The similarity between Charles Finney's comment and the University of Minnesota's CIS program is that both are working to sterilize literature. Both have an ideology they want to propogate in an effective and uncontaminated fashion that limits questioning and exploration outside of the norm they are working to create.
The beauty of the classics is in their cultured explanation of reality, calling readers to dive deeper into life by exploring complex ideas and their relationship to an overarching movement. A correct view of the classics sees the movement leading the world towards resolution, something that classifies a story worth reading, giving hope.
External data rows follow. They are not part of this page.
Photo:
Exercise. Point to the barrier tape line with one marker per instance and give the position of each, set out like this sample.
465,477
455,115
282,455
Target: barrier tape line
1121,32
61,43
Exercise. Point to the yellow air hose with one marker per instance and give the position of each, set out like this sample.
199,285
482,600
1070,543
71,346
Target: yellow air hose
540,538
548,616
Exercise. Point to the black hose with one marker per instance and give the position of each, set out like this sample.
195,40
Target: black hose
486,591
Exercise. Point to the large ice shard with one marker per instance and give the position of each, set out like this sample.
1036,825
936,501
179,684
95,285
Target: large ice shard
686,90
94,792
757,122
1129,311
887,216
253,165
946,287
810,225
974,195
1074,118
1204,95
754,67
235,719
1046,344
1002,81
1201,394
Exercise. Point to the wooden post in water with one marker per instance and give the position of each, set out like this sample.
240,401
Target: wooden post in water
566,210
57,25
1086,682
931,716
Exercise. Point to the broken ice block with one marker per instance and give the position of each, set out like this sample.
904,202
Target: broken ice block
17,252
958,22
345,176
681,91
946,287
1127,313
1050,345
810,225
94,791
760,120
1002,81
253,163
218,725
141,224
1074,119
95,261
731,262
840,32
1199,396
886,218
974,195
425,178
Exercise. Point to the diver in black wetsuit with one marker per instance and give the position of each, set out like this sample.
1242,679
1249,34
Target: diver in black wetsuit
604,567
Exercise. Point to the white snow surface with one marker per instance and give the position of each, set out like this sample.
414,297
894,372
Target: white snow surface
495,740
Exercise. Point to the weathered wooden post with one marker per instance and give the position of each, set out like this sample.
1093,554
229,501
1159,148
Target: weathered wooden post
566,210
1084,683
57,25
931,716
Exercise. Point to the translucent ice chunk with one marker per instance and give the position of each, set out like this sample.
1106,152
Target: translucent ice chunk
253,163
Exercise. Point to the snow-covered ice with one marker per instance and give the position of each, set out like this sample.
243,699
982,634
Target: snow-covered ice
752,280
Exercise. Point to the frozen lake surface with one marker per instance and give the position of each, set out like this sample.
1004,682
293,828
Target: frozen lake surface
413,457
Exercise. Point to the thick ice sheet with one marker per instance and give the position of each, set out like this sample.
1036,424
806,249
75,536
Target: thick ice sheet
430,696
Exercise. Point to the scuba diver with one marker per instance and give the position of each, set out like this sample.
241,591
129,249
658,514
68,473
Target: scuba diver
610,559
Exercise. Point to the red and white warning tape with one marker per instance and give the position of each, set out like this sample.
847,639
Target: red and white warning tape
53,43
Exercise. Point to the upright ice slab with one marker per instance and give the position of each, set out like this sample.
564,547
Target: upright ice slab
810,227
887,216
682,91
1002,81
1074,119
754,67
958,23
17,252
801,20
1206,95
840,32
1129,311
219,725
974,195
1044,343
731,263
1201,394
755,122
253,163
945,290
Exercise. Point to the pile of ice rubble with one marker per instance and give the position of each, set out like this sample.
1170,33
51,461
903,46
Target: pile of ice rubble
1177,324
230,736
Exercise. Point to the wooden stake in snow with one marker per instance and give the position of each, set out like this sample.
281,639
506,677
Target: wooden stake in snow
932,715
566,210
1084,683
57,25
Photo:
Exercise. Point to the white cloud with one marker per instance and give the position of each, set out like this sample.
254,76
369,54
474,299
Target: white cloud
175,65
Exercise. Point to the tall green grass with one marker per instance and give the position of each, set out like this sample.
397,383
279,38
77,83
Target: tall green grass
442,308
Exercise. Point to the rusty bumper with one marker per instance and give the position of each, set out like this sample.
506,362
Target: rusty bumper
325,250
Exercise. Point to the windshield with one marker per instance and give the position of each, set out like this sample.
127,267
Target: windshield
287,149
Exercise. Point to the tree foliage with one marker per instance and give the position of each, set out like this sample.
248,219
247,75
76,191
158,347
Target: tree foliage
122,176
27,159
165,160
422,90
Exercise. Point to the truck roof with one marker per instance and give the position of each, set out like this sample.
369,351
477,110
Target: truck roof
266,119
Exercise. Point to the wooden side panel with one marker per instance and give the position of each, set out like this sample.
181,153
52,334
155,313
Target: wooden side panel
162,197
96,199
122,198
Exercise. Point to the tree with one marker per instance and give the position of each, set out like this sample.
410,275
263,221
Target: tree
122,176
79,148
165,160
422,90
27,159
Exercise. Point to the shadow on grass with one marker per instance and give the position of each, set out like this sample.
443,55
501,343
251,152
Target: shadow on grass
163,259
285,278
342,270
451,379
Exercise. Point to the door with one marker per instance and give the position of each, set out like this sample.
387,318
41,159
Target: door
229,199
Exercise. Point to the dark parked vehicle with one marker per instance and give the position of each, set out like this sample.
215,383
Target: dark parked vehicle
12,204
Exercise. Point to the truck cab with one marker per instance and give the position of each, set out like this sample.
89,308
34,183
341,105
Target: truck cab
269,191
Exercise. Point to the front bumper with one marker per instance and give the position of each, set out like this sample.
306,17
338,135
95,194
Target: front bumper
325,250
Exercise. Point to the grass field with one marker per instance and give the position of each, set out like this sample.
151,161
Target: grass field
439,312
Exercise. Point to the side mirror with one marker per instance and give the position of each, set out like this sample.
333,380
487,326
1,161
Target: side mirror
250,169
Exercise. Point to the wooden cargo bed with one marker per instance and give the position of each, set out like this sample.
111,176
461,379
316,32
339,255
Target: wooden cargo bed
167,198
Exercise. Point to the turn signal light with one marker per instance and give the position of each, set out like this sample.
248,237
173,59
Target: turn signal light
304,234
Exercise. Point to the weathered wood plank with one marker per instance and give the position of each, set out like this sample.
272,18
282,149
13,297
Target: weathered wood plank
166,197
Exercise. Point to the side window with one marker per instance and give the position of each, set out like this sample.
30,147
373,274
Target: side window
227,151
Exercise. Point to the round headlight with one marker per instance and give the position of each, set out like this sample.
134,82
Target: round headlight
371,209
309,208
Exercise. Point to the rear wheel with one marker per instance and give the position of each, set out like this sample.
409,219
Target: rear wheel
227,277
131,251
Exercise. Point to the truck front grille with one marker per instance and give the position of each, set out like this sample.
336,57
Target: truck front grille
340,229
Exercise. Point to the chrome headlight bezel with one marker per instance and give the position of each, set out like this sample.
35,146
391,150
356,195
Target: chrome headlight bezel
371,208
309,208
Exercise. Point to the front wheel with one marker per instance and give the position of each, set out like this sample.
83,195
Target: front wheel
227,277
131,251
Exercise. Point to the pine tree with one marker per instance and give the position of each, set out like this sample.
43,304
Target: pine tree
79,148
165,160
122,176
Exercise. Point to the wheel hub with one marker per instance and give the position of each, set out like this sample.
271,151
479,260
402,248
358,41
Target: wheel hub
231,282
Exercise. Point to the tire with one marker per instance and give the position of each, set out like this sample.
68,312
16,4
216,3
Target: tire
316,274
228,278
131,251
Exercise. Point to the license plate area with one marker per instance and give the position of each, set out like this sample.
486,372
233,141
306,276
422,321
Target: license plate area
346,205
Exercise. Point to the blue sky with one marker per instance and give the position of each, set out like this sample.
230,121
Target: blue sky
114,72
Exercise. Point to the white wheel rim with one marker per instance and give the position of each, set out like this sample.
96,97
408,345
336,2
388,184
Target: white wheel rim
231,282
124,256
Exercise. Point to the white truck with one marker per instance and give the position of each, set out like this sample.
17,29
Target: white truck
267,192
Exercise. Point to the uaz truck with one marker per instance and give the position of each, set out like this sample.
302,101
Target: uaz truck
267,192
What Bauerlein finds in the University's deconstruction of the Classics is a strong emphasis on Marxist and liberal teaching with little room for exploring alternative resolutions to life's problems. The University of Minnesota communicates this clearly in their sample syllabi, stating:
Excluded classics by Fitzgerald, Flannery O'Connor, Whitman, Dickinson, Eliot and Langston Huges have been superceeded by Amy Tan, Tim O'Brien, June Jordan and Paul Monnette, whose memoir of his suppressing and then celebrating his own homosexuality attributed his autobiography to "literally kept me alive" after he contracted AIDS. His book gains credibility to be in the University of Minnesota's English Literature class because it won a 1992 National Book Award, and completes the over-arching goal of communicating LGBT themes in America, not addressing the said purpose of a knowledge in "eighteenth-, nineteenth-, and early-twentieth-century foundational works of American literature...".
The disappointment in including contemporary authors in the literature course frustrates any movement in resolution as seen in the syllabi. Instead of working to understand the structure of society and enduring messages communicated through centuries of literature the desired outcome is to study contemporary issues and fuel their fire of disorder by highlighting dissenting voices of structure and leading to criticism rather than critique.
At Hillcrest we have noticed this shift in teaching the classics. We have employed Louise Cowan and Os Guinness' Invitation to the Classics to support the education students are receiving in reading William Shakespeare, John Bunyan, Nathaniel Hawthorne, Herman Melville, Charles Dickens and Aleksandr Solzhenitsyn, to name a few.
We do not fall in line with the thought espoused by Charles Finney. We understand that the Classics, works defined by their ability to create whole universes of thought and imagination that portray life as complex, with both negative and positive aspects of human character, illuminating and testing enduring virtues that transform the reader's self-understanding inspite of rereadings, enduring wide reaches of time to be reflections of the Gospel story.
The Classics aren't a canon which communicate the message of God's love through the death and resurrection of Jesus Christ, though some may tell this story through literary achievement. The classics are instead portals to explore, which when read correctly, can speak of honor, love and sacrifice, often articulated in unfamiliar ways advising in thoughts not already know. As Louise Cowan notes, "Through symbol and metaphor they (the Classics) reveal a clear and uncluttered access to the realities that determine our lives."
Jesus taught in symbol and metaphor throughout the New Testament, we believe the challenge of reading and understanding the classics is an exercise in thinking deeper of life in an effort to know Christ, propelling followers to make Him known, being commissioned to live a life of significance.